Konstantin Makarychev

Konstantin Makarychev

(Northwestern, CS)

Konstantin Makarychev is an Associate Professor of Computer Science at Northwestern University. He is interested in designing efficient algorithms for computationally hard problems. The aim of his research is to introduce new core techniques and design general principles for developing and analyzing algorithms that work in theory and practice. His research interests include approximation algorithms, beyond worst-case analysis, theory of machine learning, and applications of high-dimension geometry in computer science.
 
Before joining Northwestern, Konstantin Makarychev was a researcher at Microsoft and IBM Research Labs. He graduated from Princeton University in 2007.
Yury Makarychev

Yury Makarychev

(TTI Chicago, CS)

Yury Makarychev received his MS degree in Mathematics from Moscow State University in 2001 and his PhD degree in Computer Science from Princeton University in 2008. He spent the following two years as a Postdoctoral Researcher at Microsoft Research in Redmond, WA and Cambridge, MA.

Yury’s research interests include combinatorial optimization, approximation algorithms, semi-definite programming, and low-distortion metric embedding. He has recently worked on developing approximation algorithms for unique games, constraint satisfaction, graph partitioning, and vertex ordering problems, investigating tradeoffs between local and global properties of metric spaces, and studying lift-and-project hierarchies of mathematical relaxations.

Dr. Makarychev also has a personally maintained website which can be found at http://www.ttic.edu/makarychev.

Nathan Srebro

Nathan Srebro

(TTI Chicago, CS)

Dr. Srebro is interested in statistical and computational aspects of machine learning, and the interaction between them. He has done theoretical work in statistical learning theory and in algorithms, devised novel learning models and optimization techniques, and has worked on applications in computational biology, text analysis and collaborative filtering. Before coming to TTIC, Dr. Srebro was a postdoctoral fellow at the University of Toronto and a visiting scientist at IBM Research.

Dr.
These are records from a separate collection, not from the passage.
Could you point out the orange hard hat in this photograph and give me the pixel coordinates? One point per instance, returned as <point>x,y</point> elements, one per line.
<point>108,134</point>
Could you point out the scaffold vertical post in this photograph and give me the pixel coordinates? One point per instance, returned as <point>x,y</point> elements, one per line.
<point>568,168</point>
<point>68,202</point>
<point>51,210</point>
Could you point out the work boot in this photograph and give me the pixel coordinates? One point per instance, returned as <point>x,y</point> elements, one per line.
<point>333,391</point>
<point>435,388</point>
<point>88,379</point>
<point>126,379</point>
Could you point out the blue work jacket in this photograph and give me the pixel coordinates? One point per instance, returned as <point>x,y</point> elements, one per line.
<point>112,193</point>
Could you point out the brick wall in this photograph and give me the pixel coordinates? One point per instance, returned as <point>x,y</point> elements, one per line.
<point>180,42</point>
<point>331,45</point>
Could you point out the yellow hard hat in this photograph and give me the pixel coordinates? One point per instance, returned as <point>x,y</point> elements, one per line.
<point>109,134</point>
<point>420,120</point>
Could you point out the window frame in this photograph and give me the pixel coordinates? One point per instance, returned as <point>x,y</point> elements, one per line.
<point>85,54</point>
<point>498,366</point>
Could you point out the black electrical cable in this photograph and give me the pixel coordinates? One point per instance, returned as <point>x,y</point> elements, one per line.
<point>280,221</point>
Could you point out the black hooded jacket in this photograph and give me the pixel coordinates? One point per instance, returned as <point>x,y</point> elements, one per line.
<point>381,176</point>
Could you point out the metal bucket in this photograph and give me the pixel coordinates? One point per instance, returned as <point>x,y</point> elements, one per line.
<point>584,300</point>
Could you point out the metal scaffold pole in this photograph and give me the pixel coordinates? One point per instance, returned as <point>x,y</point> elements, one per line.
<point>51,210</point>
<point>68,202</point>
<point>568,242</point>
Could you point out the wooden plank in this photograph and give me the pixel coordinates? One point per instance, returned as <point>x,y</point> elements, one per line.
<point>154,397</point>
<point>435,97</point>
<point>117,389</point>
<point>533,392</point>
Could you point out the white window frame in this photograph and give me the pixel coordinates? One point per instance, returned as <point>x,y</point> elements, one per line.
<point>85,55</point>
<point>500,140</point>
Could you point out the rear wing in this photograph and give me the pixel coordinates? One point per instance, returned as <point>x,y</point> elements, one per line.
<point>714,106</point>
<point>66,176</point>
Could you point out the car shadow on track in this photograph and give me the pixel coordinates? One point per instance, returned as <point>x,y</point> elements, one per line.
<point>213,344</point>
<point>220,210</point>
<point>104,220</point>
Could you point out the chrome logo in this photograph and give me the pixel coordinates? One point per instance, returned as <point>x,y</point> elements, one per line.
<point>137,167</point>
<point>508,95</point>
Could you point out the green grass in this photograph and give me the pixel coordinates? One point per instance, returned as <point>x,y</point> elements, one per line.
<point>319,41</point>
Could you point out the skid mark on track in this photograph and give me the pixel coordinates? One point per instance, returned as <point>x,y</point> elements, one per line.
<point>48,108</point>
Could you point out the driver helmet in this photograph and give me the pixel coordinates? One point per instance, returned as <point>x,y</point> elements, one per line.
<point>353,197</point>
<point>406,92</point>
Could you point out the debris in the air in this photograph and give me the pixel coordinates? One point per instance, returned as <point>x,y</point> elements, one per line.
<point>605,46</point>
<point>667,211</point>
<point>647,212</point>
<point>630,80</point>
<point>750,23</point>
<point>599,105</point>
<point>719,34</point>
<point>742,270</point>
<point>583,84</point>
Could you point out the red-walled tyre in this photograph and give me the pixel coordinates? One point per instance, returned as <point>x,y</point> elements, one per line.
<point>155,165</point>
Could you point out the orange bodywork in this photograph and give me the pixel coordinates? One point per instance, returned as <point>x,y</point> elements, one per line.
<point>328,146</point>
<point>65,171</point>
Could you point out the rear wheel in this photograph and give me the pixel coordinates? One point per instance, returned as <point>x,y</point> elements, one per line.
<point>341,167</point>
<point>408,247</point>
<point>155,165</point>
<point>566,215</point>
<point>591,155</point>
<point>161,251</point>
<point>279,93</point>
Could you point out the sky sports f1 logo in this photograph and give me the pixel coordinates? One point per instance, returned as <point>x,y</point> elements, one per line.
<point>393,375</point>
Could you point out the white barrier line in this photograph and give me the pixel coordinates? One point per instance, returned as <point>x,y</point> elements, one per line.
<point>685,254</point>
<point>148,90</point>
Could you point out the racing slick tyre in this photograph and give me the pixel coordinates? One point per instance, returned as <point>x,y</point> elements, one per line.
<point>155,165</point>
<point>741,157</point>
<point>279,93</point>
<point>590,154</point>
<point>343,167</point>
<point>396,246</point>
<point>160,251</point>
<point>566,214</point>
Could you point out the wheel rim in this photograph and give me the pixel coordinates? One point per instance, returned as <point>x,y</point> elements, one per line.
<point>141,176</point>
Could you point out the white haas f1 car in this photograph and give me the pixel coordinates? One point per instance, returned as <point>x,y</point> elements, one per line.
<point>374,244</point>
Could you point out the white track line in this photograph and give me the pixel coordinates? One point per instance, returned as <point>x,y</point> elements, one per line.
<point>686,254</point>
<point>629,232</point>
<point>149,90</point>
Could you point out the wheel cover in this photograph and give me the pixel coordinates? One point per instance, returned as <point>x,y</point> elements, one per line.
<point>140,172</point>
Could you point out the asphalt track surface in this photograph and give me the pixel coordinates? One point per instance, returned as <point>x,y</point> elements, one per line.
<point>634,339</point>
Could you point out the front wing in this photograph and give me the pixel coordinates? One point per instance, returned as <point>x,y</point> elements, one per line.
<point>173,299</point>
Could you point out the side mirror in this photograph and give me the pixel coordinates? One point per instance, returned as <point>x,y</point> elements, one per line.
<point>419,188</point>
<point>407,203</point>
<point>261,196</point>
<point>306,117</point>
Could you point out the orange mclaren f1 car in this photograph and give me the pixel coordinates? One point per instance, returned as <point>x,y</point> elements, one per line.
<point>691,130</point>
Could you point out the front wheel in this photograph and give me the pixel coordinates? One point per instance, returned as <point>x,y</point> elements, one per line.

Srebro also has a personally maintained website which can be found at http://www.ttic.edu/srebro.

Ali Vakilian

Ali Vakilian

(TTI Chicago)

Ali Vakilian received his Ph.D. degree from EECS department at MIT in 2019. Prior to MIT, he graduated from UIUC with M.S. degree in Computer Science. Before joining IDEAL, He spent a year as a postdoc at University of Wisconsin-Madison.

He has a broad research interest in streaming/sketching algorithms, learning-based (aka data-driven) algorithms and algorithmic fairness.

Aravindan Vijayaraghavan

Aravindan Vijayaraghavan

(Northwestern, CS)

Aravindan Vijayaraghavan’s research interests are broadly in the field of Theoretical Computer Science, particularly, in designing efficient algorithms for problems in Combinatorial Optimization and Machine Learning. He is also interested in using paradigms that go Beyond Worst-Case Analysis to obtain good algorithmic guarantees.

Zhaoran Wang

Zhaoran Wang

(Northwestern, IEMS)

I am an assistant professor in the Departments of Industrial Engineering & Management Sciences and Computer Science (by courtesy) at Northwestern University (since 2018). I am affiliated with the Centers for Deep Learning and Optimization & Statistical Learning.

The long-term goal of my research is to develop a new generation of data-driven decision-making methods, theory, and systems, which tailor artificial intelligence towards addressing pressing societal challenges. To this end, my research aims at:

  • making deep reinforcement learning more efficient, both computationally and statistically, in a principled manner to enable its applications in critical domains;
  • scaling deep reinforcement learning to design and optimize societal-scale multi-agent systems, especially those involving cooperation and/or competition among humans and/or robots.

With this aim in mind, my research interests span across machine learning, optimization, statistics, game theory, and information theory.